4. Comparar com o estrangeiro é injusto… mas inevitável
Enquanto o ciclismo profissional lá fora evoluiu com equipas estruturadas, treino científico, tecnologia de ponta e marketing global, em Portugal a realidade é bem outra. Não é de admirar que um “Ferrari” ganhe a um “Fiat”, mesmo que o condutor do Fiat seja talentoso e movido pela paixão. A diferença de meios dita resultados.
Esta disparidade financeira é semelhante ao que acontece no futebol português: Benfica, FC Porto e Sporting têm orçamentos que, individualmente, superam os restantes clubes juntos — uma realidade que mina a competitividade. No ciclismo, quem dispõe de mais recursos também parte sempre com clara vantagem.
5. O “Efeito Benjamin Button” no ciclismo nacional
O paradoxo é evidente: enquanto o ciclismo internacional envelhece com classe e se torna mais sofisticado, a Volta a Portugal parece andar para trás, agarrada a modelos antigos. Sobrevive mais pela nostalgia e apego cultural do que pela capacidade de se renovar.
6. Qual o futuro da Volta a Portugal?
A Volta a Portugal já provou ser capaz de unir o país e mostrar o melhor das nossas paisagens. Mas, sem investimento sério, renovação do modelo e modernização, corre o risco de se tornar uma relíquia de tempos passados.
O futuro pode passar por sermos um país formador de talentos — um modelo à imagem da Axeon, focado nas camadas jovens — e criar uma super-equipa reunindo os melhores ciclistas de elite para correr no estrangeiro. Mas quem estaria disposto a deixar de lado os interesses locais em favor de um objetivo nacional mais ambicioso? Isso exigiria coragem — e humildade.
Vários ciclistas portugueses já provaram que esta via funciona:
João Almeida, ex–Hagens Berman Axeon, assinou em 2019 pelo Deceuninck–Quick-Step e hoje corre no UAE Team Emirates. No Giro d’Italia 2020, vestiu a maglia rosa durante 15 dias e terminou em 4.º lugar — a melhor classificação de sempre por um português na prova.
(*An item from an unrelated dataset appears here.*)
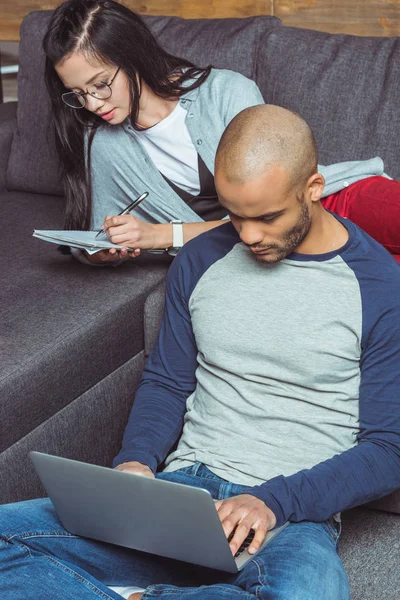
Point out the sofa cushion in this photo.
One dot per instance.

Rúben Guerreiro, que integrou o Axeon em 2015–16, subiu ao WorldTour pela Trek-Segafredo e hoje veste as cores da Movistar Team.
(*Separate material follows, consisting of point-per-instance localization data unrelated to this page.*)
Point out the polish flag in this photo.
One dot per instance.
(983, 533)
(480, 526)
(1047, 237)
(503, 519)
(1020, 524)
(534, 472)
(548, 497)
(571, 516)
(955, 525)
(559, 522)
André Carvalho, formado no Axeon em 2019–20, entrou no WorldTour com a Cofidis em 2021.
António Morgado, que correu no Axeon em 2023, foi diretamente para o UAE Team Emirates após destacar-se no escalão sub-23.
Em formações promovidas pela Federação Portuguesa de Ciclismo, ouvi repetidamente a mesma sugestão de especialistas internacionais: mudar a data e a duração da Volta. O argumento de agosto para “aproveitar emigrantes nas estradas” está ultrapassado — o padrão migratório e de férias já não é o mesmo. Mas continuamos agarrados ao modelo, mesmo com soluções à vista.
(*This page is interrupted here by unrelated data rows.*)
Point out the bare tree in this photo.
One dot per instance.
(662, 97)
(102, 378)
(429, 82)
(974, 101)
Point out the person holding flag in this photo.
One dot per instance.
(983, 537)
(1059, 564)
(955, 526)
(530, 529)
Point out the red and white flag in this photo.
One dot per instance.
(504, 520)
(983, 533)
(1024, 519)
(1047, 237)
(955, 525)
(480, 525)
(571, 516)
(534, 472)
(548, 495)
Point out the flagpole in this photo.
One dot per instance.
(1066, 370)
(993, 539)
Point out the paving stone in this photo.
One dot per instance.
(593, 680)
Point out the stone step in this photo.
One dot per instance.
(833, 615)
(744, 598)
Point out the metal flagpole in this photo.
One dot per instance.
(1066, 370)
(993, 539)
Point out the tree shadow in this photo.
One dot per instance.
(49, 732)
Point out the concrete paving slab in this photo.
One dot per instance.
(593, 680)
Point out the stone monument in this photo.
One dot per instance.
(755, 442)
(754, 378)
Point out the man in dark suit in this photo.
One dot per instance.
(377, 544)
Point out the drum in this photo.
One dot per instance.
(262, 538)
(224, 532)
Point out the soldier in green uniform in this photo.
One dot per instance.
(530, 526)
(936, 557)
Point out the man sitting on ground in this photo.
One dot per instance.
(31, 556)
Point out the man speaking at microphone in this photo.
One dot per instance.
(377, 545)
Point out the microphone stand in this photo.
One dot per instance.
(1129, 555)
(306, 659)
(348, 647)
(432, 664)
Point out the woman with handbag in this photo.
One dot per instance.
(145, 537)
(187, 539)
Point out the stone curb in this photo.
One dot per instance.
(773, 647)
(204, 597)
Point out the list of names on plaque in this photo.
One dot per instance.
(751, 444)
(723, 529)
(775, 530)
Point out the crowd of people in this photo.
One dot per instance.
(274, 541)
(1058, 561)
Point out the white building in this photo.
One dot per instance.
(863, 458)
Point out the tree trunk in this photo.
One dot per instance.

E, para agravar, o ciclismo português tem sido atingido por casos de doping que minam a credibilidade da modalidade:
“Sete ciclistas portugueses, incluindo três ex-vencedores da Volta a Portugal, foram suspensos por doping.” (cyclingweekly.com)
O diretor-desportivo Nuno Ribeiro, antigo vencedor da Volta, foi sancionado com 25 anos de suspensão por envolvimento em tráfico e administração de substâncias proibidas. (cyclingmagazine.ca)
Ou seja…
A Volta a Portugal foi, durante décadas, um evento que uniu o país e levou emoção a lugares esquecidos. Hoje, sofre com falta de investimento, fragmentação do calendário, concorrência interna como a Volta ao Algarve, ausência de modernização e casos de doping. Há soluções claras — mudar datas, apostar na formação, criar cooperação nacional e inspirar-se em modelos como o Axeon — mas falta coragem para executá-las.
Mais do que falar apenas de atletas, este debate é sobre a gestão do espetáculo: uma engrenagem que sustenta carreiras, dá trabalho a todo o staff envolvido, garante retorno aos patrocinadores e alimenta o sonho de quem quer ser ciclista. Um modelo bem estruturado pode transformar a Volta numa plataforma de desenvolvimento nacional, mas para isso é preciso visão, união e a capacidade de colocar o interesse coletivo acima do individual.